Although the Residential Property Managers Association had indication from Housing Minister Chris Bishop, while he was on the campaign trail, he would rethink Labour’s proposed Residential Property Managers Bill, introduced to Parliament in August, the coalition Government has been silent on it.
Property Brokers property management general manager David Faulkner isn’t convinced the bill will be rewritten to any great extent or if at all. The agency made a submission to the bill and also backed the REINZ submission.
He says the industry does need to lobby the new Government to include private landlords in the bill “If not that, at least to have a public register of every residential landlord in New Zealand.”
Faulkner says regulation of property managers is necessary and a good thing. It will increase professionalism in the industry.

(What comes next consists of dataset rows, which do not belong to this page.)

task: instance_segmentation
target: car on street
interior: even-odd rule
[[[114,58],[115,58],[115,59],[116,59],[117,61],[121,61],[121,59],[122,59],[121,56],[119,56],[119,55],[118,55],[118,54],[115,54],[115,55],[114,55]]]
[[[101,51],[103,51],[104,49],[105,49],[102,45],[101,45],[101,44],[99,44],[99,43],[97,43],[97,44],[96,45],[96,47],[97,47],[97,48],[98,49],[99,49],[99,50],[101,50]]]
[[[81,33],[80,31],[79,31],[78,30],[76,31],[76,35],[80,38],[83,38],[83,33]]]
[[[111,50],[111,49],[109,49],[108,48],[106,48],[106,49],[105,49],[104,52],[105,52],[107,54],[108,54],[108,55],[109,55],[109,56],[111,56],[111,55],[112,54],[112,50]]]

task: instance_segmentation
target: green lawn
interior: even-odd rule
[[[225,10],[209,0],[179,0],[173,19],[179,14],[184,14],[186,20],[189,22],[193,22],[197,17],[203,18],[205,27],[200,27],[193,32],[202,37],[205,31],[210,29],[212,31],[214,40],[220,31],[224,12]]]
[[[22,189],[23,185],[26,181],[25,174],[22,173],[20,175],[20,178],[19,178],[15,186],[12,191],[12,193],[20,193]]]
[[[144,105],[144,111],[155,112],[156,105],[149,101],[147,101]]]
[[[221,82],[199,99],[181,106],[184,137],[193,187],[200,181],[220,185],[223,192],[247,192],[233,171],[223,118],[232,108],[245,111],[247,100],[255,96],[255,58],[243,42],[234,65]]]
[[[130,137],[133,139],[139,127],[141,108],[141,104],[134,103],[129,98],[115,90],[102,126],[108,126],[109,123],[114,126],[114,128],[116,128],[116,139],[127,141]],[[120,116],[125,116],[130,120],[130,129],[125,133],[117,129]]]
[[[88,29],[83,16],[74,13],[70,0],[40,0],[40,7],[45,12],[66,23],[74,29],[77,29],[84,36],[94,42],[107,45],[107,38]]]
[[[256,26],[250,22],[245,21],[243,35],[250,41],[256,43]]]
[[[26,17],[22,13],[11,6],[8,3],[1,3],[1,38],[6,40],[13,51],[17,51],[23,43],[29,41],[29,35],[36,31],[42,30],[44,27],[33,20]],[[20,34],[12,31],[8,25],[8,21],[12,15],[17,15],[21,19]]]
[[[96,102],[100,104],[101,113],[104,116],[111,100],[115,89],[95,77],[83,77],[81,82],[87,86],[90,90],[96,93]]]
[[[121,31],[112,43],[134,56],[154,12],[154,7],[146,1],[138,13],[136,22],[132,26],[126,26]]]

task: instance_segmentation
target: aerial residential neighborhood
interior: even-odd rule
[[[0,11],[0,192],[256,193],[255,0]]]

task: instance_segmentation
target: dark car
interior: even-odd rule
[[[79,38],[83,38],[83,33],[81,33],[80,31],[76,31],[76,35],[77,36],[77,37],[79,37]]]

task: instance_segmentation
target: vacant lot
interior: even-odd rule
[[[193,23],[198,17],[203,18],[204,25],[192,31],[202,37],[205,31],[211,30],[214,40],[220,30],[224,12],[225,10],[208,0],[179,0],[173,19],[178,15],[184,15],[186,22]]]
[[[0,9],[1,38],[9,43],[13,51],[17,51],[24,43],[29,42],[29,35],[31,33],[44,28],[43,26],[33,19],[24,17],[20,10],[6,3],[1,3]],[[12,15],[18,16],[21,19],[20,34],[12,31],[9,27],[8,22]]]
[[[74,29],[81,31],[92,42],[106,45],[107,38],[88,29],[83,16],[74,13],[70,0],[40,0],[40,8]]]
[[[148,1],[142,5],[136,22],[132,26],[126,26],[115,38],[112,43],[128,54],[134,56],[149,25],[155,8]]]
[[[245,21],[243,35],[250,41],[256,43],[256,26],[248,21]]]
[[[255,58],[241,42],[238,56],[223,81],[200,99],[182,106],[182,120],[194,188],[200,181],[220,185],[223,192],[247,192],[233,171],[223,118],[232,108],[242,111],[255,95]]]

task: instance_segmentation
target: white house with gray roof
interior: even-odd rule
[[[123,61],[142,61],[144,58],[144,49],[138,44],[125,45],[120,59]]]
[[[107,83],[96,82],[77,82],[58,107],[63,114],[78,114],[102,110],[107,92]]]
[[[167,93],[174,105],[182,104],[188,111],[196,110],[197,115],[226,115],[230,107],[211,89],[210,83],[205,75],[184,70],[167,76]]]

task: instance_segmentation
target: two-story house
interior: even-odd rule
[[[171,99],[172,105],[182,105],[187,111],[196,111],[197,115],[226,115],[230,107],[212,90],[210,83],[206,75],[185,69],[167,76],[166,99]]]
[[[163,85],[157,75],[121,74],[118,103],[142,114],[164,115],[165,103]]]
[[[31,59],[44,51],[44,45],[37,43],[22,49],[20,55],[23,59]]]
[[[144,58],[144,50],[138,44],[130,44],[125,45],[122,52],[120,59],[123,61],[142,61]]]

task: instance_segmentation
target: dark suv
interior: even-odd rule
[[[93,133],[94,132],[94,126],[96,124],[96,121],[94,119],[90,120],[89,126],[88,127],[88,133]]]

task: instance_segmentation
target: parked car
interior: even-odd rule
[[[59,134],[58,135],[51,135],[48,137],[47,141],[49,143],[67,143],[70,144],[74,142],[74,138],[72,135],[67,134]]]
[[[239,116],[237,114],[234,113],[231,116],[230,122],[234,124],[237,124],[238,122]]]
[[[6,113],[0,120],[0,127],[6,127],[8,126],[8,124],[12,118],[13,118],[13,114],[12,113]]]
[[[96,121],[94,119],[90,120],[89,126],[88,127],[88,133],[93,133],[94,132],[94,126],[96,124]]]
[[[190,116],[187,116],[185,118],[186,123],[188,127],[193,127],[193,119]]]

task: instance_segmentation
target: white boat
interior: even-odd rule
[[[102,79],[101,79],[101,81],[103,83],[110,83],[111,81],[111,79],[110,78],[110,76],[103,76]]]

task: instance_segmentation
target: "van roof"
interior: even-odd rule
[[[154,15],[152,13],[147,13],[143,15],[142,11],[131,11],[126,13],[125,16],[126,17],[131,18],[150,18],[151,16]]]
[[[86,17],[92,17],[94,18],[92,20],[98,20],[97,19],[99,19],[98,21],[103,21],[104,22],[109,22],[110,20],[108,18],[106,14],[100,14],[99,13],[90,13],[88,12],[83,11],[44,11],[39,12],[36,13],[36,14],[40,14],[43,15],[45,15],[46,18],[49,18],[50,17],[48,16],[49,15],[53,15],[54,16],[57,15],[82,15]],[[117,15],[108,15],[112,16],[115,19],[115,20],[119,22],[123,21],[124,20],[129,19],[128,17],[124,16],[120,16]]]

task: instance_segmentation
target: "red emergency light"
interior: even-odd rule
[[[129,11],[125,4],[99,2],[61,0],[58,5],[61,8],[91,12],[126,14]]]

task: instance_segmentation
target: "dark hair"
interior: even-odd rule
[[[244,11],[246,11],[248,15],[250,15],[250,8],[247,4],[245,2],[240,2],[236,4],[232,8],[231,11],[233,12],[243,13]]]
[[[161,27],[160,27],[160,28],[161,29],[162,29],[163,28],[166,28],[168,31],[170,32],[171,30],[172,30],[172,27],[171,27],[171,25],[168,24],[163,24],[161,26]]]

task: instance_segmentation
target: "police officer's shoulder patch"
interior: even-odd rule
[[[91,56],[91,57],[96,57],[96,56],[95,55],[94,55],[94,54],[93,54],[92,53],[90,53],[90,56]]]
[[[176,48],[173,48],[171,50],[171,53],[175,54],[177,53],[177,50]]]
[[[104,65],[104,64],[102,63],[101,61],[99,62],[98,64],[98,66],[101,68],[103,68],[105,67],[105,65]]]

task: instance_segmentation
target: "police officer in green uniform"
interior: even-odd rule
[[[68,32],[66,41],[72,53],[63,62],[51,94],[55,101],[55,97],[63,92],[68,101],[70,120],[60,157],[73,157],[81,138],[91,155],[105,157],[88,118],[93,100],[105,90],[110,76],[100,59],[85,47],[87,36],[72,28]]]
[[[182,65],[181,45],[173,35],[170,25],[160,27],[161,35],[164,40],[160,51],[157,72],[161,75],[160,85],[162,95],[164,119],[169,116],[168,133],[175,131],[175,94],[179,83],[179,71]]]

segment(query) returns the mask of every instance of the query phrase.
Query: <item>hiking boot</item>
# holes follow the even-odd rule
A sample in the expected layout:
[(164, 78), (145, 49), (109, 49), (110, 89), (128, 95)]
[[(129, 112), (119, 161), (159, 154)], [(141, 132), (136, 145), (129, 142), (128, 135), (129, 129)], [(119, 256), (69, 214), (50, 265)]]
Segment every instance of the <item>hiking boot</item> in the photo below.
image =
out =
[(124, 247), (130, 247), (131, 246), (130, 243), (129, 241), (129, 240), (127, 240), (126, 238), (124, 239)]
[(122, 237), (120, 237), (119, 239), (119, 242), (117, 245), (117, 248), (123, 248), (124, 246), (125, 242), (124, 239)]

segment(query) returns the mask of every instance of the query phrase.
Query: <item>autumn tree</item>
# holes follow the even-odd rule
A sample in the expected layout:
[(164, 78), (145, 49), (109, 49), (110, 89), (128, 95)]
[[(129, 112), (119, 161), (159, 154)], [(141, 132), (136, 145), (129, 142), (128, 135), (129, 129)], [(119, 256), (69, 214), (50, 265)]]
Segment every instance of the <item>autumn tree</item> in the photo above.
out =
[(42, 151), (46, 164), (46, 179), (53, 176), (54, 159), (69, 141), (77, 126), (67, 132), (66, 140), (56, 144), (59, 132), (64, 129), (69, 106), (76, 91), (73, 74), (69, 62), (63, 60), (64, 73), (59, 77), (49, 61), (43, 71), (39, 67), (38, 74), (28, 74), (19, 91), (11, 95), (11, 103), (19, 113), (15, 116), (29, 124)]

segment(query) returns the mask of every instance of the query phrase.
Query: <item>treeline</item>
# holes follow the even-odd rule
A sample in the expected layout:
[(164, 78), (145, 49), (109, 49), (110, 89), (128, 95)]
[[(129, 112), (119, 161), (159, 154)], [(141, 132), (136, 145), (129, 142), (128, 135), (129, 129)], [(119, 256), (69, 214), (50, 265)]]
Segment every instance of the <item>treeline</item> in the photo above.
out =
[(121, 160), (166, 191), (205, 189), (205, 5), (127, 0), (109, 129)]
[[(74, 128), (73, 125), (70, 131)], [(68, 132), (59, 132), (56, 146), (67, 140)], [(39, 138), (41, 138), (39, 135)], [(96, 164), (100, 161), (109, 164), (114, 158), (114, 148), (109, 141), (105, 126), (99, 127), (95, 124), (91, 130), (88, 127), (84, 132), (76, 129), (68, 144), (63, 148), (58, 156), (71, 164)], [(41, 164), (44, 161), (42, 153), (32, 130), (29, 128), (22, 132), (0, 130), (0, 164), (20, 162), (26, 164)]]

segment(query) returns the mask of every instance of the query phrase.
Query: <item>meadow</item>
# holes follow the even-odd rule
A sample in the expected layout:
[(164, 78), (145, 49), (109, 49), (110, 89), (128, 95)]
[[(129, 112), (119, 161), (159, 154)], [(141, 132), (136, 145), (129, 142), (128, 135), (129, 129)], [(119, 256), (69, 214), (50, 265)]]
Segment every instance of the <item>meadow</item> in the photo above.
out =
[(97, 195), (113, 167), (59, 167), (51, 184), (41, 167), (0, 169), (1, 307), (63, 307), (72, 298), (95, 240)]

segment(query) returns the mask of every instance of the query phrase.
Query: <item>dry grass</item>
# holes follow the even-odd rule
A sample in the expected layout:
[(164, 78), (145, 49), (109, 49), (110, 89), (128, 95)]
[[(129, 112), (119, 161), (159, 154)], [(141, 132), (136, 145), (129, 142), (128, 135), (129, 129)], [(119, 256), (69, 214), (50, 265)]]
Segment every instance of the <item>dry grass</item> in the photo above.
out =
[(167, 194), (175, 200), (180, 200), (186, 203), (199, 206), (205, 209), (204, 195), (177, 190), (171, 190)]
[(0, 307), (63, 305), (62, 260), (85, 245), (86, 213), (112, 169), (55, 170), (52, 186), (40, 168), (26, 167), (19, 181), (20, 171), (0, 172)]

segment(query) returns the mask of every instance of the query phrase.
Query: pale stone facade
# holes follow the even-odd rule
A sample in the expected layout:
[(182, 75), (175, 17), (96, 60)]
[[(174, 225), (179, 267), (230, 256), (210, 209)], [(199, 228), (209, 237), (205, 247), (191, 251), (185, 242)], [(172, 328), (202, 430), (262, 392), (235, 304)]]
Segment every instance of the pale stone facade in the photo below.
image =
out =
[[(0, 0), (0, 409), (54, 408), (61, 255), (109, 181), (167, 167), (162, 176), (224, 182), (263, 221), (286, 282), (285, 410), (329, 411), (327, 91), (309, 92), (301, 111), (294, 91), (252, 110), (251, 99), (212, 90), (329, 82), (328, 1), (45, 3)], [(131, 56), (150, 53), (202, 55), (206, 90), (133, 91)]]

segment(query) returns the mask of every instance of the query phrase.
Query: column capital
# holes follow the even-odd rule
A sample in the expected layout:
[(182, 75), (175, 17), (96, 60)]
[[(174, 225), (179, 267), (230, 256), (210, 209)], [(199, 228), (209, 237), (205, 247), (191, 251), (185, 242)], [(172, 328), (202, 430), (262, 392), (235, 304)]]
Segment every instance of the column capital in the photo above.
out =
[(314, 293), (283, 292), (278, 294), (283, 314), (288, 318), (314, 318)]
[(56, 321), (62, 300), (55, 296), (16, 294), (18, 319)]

“There is a now a trend of more landlords using property managers. I believe more than 80% of rental listings are now listed though a property management or real estate company. That’s a big change from a few years ago.
He says regulation will lead to greater protection for landlords, particularly when it comes to money being held in a trust account, and also professional conduct as well. Ultimately those benefits flow through into the tenants. They know that they're going to be treated professionally.”
Faulkner says it's not always the case when dealing with mum and dad investors, and that is not denigrating them.
“There's a lot of skill that goes into property management and landlords need to know what you're doing. Mum and dad investors don't always know their rights and responsibilities under the Residential Tenancies Act, so I think the bill will go through.”
There is a risk that it may not because ACT didn’t support Labour’s proposed bill, but Faulkner thinks it's a small risk. “The coalition Government can change the bill, proceed with it as it is, or scrap it. We think National and New Zealand First will proceed with it because they voted for it when it first came before Parliament.”